Já havia a desconfiança de que Isildo ainda via mas depois da viagem à Serra da Estrela não me restaram mais dúvidas. Aquela viagem à Serra da Estrela foi bastante emotiva para os moçambicanos que se encontravam a estudar em Coimbra. Isildo parecia mesmo uma criança ao contactar com a neve pela primeira vez. Parecia mesmo uma criança! Eu acompanhei-o durante essa viagem. Tenho imensas fotografias com ele nesse dia. Já perto da hora do regresso, quando já estava prestes a escurecer, íamos pela rua. Eu guiava-o. Para todos os efeitos, ele era completamente cego. A uma distância aí de uns dez metros seguia um grupo de pessoas. Como estava escuro, não estava a reconhecer quem eram. Tinha a impressão de que não eram do nosso grupo mas também pensei que fossem cegos da Covilhã que se tinham juntado a nós para um dia de convívio. Foi ele quem me disse que tínhamos de ir mais para a frente porque aquelas pessoas já não eram do nosso grupo. Foi apanhado.

Toda a gente dizia que o via a andar normalmente na rua sem bengala branca.
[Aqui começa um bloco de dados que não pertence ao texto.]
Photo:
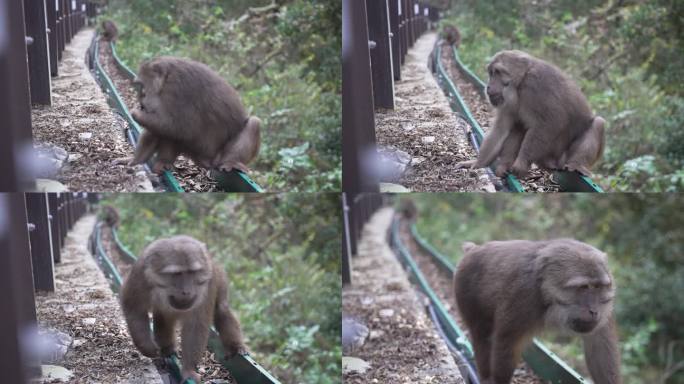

Um amigo meu que vê um pouco menos do que eu admirava-se de ele passar sem tocar nas portas e que ele próprio por vezes ia contra as portas e as mesas.

Numa das últimas vezes, senão a última em que o vi, estava eu num dos computadores da sala de multimédia da ACAPO. Ele pegou num livro em Braille e começou a ler. Para o testar, fiz uma pasta nova no Ambiente de trabalho do computador que tinha um fundo azul. A pasta era amarela, claro está. Fiquei a saber que ele distinguia as pastas sem saber o que elas tinham escrito. Ainda via bastante. Uns cinco por cento, talvez mais um pouco.

Também me recordo de ele vir para as acções de formação que por vezes se realizam na ACAPO de fato, gravata, pasta à executivo e a tresandar a perfume. Quando soube que ele estava a dar aulas, imaginava-o exactamente assim.

São estas as recordações que irão permanecer para além da morte que o fez partir.

Descansa em Paz, amigo! Viveste pouco tempo mas soubeste desfrutar de todos os prazeres que os poucos anos de vida te proporcionaram.